Subsequently, providing severance pay is voluntary for employers, as is providing other employee benefits that are not required under laws or contracts. Many employers have traditionally offered severance pay anyway, as “conscience money” to help employees survive layoffs or to compete with other employers in the benefits arena.
However, these days employers offer severance pay mostly as a “bribe” to encourage departing employees to sign severance agreements (contracts) that waive their legal rights to sue the employers. It’s likely to be a “legal” bribe, as long an employer doesn’t also stick a loaded pistol in an employee’s ear to coerce him or her to sign.
Once severance pay is arranged between an employer and employee, whether as a “bribe” by agreement or a fringe benefit by policy, then providing it is no longer voluntary for the employer, as long as the employee did nothing to breach the contract or violate the policy.

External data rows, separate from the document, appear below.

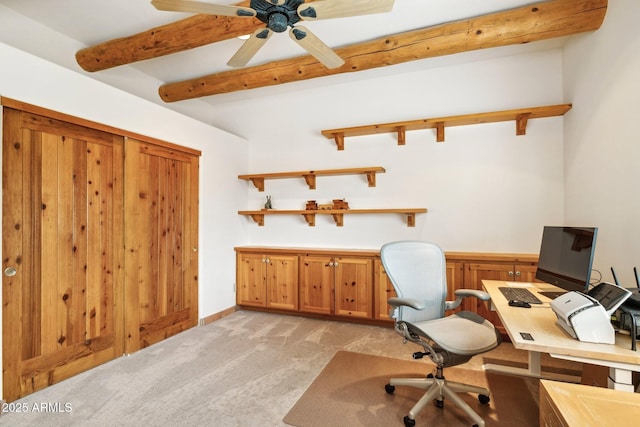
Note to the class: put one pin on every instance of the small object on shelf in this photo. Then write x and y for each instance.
(340, 204)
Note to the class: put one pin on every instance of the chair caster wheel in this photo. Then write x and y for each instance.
(408, 422)
(484, 399)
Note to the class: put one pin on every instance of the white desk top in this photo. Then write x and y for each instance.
(540, 322)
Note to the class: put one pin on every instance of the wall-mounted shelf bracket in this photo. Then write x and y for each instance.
(521, 117)
(337, 214)
(310, 176)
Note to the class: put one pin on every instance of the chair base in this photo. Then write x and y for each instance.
(439, 388)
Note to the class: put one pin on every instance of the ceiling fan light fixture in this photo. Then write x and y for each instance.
(278, 22)
(309, 12)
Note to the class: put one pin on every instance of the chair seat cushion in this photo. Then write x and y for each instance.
(459, 334)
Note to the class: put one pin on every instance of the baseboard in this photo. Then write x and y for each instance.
(217, 316)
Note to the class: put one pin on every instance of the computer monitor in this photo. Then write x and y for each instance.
(566, 257)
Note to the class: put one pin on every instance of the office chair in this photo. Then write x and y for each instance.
(417, 271)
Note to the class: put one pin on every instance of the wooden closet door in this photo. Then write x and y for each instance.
(161, 229)
(62, 250)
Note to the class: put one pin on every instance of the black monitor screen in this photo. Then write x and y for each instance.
(566, 256)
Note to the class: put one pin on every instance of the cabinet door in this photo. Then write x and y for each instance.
(62, 236)
(316, 284)
(474, 274)
(383, 291)
(161, 240)
(282, 282)
(251, 280)
(455, 276)
(353, 286)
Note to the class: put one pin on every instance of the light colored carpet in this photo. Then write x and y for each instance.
(246, 369)
(350, 392)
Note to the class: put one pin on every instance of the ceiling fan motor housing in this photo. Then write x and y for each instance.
(277, 17)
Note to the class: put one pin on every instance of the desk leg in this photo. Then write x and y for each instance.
(534, 370)
(621, 379)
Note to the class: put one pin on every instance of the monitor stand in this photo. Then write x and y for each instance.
(552, 294)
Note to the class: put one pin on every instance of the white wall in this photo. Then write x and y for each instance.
(27, 78)
(486, 188)
(602, 150)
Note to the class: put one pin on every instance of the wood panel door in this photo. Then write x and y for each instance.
(316, 284)
(282, 282)
(251, 280)
(62, 250)
(161, 243)
(353, 287)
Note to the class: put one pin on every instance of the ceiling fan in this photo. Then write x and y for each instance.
(278, 15)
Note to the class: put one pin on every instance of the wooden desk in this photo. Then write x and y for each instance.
(540, 322)
(563, 404)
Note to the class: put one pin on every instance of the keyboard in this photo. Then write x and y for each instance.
(520, 294)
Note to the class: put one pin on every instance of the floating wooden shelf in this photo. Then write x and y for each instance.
(310, 176)
(520, 116)
(310, 215)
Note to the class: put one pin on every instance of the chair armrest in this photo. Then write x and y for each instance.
(463, 293)
(411, 302)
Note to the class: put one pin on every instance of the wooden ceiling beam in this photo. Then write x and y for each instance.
(525, 24)
(189, 33)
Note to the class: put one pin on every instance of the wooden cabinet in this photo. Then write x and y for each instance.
(513, 270)
(336, 285)
(345, 283)
(384, 289)
(265, 280)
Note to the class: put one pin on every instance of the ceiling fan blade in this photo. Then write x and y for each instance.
(316, 47)
(250, 47)
(328, 9)
(203, 7)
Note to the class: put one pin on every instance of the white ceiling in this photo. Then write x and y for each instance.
(88, 22)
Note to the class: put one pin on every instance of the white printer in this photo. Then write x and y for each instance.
(587, 317)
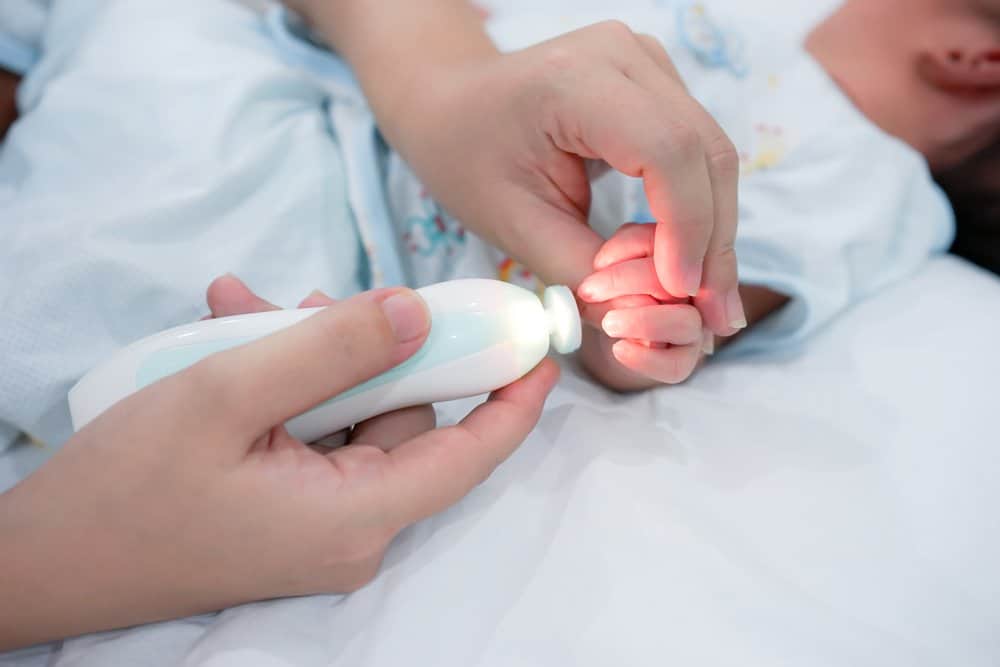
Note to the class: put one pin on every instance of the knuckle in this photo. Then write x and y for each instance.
(722, 155)
(208, 380)
(648, 41)
(615, 30)
(689, 323)
(357, 575)
(558, 58)
(685, 141)
(673, 372)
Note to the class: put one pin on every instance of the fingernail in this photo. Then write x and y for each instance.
(707, 342)
(734, 310)
(407, 315)
(692, 279)
(586, 289)
(612, 325)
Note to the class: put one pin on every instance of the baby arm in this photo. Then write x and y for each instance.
(637, 335)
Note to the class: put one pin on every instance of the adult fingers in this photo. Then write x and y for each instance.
(264, 383)
(718, 298)
(645, 136)
(391, 429)
(435, 470)
(228, 295)
(315, 299)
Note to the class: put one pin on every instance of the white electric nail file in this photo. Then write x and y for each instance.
(484, 335)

Contracts and policies don’t always have to be in written form to obligate employers to provide severance pay. For example, if you’re a salaried employee whose employer has a long history of providing it to all salaried employees when terminating their employment under a layoff, then, technically, your employer might owe it to you too if you get the axe in the next layoff.
That’s because, under contract law, an implied contract might have existed between you and your employer, based on your employer’s tradition of providing severance pay to all salaried employees under layoffs.
Besides contract law, other laws too might function as “severance pay laws” so to speak. For more information, read Severance Pay.
Consult an attorney for legal advice, such as whether or not you ought to waive your legal rights by signing a severance agreement. To avoid potential enforceability problems, a wise employer will give you a reasonable amount of time to sign so that you may just as wisely consult an attorney about signing away your legal rights.